The government industry is stagnant. There are few new service providers. When a new provider of government services comes into existence, it is almost always carefully constructed by existing government entities such as the United States government or the United Nations (see Iraq and Afghanistan).
In other industries, technological progress is made when entrepreneurs with ideas for beneficial innovation try them out. They either succeed and see their ideas have a large impact on their industry or they fail and their failed ideas dissapear. In government, there is no chance for this Darwinian process to play out. That is why structuralists support more entry into the government industry through vehicles like Seasteading and Charter cities.
Paul Romer is pioneering the effort to make charter cities a reality. A descriptive motto for this movement would be "Let a thousand Hong Kongs bloom". Honduras has already amended their constitution to allow for land grants for the establishment of charter cities administered by outside government agencies.
In the short term, charter cities face the barier of legitimacy. It is vital that one of the early experiments in Honduras succeed and demonstrate the value of good, agile governance. Only then can charter cities spread across the world, bringing good governance to those who badly need it.
Charter cities can bring ideas from the best systems of government today to citizens of the third world who are by and large stuck with ineffective, counter-productive governments. City-states like Hong Kong and Singapore that combine a high standard of living with some of the lowest taxes in the world provide obvious inspiration.
But charter cities can do more than spread the best systems of government we have today. They allow for entrepreneurs to push the envelope and push forward the state of the art in government technology.
For example, one of the flaws in the American system of government is that the government judges whether or not its own actions are legal as defined by the Constitution, a clear conflict of interest! Nominally, the courts are separated from the other branches of government. But the other branches have pressured the courts from time to time. And due to the doctrine of stare decisis, bad court decisions can hold the power of law for centuries. Over time, this has led to court decisions which give the government more and more power while gradually narrowing the scope of the Constitutional limits which are supposed to protect citizens from overreaching government.

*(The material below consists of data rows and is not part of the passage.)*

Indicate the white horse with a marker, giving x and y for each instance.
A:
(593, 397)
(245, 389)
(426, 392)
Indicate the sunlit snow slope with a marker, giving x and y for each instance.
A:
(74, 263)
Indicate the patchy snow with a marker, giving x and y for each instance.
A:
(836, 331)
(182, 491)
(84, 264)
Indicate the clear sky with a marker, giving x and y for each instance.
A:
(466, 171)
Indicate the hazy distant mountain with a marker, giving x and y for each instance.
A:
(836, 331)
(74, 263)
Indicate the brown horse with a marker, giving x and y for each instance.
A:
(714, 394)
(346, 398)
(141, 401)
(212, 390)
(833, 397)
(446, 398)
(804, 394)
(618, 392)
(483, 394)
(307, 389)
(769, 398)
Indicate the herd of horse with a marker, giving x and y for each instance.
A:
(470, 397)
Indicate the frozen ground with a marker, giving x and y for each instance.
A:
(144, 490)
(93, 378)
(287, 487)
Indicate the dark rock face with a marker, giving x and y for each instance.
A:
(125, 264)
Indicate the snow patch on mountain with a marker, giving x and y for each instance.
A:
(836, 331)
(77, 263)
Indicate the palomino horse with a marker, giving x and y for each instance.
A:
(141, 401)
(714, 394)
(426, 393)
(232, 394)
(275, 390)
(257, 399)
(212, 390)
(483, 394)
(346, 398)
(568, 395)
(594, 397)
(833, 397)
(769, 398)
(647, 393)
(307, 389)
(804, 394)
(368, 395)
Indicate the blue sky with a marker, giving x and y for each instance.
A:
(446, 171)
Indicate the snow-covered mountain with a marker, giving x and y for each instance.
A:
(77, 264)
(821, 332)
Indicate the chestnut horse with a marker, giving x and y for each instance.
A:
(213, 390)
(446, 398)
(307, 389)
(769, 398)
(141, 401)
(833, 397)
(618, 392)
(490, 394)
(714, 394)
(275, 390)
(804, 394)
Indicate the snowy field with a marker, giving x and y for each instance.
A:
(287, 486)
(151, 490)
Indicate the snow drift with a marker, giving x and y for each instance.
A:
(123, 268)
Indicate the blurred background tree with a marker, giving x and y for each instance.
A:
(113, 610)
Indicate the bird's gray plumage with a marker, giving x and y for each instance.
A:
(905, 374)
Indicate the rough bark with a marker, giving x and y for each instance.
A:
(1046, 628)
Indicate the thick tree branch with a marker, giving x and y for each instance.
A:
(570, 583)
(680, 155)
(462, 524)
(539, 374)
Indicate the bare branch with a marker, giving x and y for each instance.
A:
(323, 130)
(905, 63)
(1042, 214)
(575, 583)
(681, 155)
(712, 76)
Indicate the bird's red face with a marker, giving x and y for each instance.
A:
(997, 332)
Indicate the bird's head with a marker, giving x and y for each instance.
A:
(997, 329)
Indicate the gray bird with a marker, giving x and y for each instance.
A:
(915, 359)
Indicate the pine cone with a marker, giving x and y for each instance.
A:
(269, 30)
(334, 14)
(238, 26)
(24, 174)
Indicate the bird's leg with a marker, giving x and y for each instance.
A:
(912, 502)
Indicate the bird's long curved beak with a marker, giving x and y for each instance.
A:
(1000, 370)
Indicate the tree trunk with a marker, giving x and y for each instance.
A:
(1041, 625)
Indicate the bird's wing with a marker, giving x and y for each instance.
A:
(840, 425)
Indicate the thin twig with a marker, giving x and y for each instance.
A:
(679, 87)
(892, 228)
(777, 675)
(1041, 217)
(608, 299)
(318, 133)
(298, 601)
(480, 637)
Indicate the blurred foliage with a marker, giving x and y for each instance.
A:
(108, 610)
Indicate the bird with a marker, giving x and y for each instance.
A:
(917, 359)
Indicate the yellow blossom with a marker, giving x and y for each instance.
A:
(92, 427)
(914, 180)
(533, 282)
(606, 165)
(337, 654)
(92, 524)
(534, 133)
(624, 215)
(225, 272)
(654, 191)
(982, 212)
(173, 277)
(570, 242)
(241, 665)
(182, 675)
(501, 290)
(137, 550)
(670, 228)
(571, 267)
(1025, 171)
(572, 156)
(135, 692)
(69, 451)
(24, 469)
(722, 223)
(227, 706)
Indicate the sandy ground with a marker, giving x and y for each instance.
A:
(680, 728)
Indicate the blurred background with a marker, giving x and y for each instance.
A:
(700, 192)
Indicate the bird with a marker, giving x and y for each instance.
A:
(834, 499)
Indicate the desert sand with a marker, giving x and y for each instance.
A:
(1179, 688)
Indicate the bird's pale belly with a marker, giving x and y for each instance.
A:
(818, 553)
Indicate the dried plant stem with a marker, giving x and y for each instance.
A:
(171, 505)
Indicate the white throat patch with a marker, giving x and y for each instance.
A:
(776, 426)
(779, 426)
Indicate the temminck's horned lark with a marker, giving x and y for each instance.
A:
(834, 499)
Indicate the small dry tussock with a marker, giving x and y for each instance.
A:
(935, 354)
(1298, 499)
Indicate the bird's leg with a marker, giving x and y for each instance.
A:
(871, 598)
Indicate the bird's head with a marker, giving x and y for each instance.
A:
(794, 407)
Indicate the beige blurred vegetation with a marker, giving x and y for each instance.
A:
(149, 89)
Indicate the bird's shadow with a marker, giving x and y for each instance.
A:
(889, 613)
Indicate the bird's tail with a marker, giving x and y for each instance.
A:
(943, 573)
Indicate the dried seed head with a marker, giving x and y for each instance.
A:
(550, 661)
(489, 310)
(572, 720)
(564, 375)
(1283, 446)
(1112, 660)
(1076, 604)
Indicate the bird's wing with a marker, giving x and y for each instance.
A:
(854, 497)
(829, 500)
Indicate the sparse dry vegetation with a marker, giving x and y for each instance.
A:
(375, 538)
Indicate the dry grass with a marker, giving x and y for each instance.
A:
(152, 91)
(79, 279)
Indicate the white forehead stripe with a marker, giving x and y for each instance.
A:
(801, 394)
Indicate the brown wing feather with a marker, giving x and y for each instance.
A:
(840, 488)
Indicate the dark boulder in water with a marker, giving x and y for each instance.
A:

What does this have to do with charter cities? A yet to be released paper by Tom Bell convinced me that charter cities could be the first sovreign entities with truly independent judiciaries. Right now, all states provide their own courts. But a charter city can contract out the court system to one or several independent arbitration corporations. The city could publish a list of arbitrators they are willing to use, and citizens could sue the city in any of those courts. The city might still have more power to influence judges than the average citizen, but with a layer of organizational distance between the state and the courts and a system of competition, citizens might expect more fair trials on average.
So charter cities can help solve one problem that leads to long term instability in tradional states: the difficulty of precommitting to limit state power and abide by a charter. All states drift towards absolute power over time, punctuated by sudden, violent resets. Charter cities will be better at credibly binding their own hands. This will attract business investment by executives who will appreciate the stability and save the state the administrative burden of building their own court system.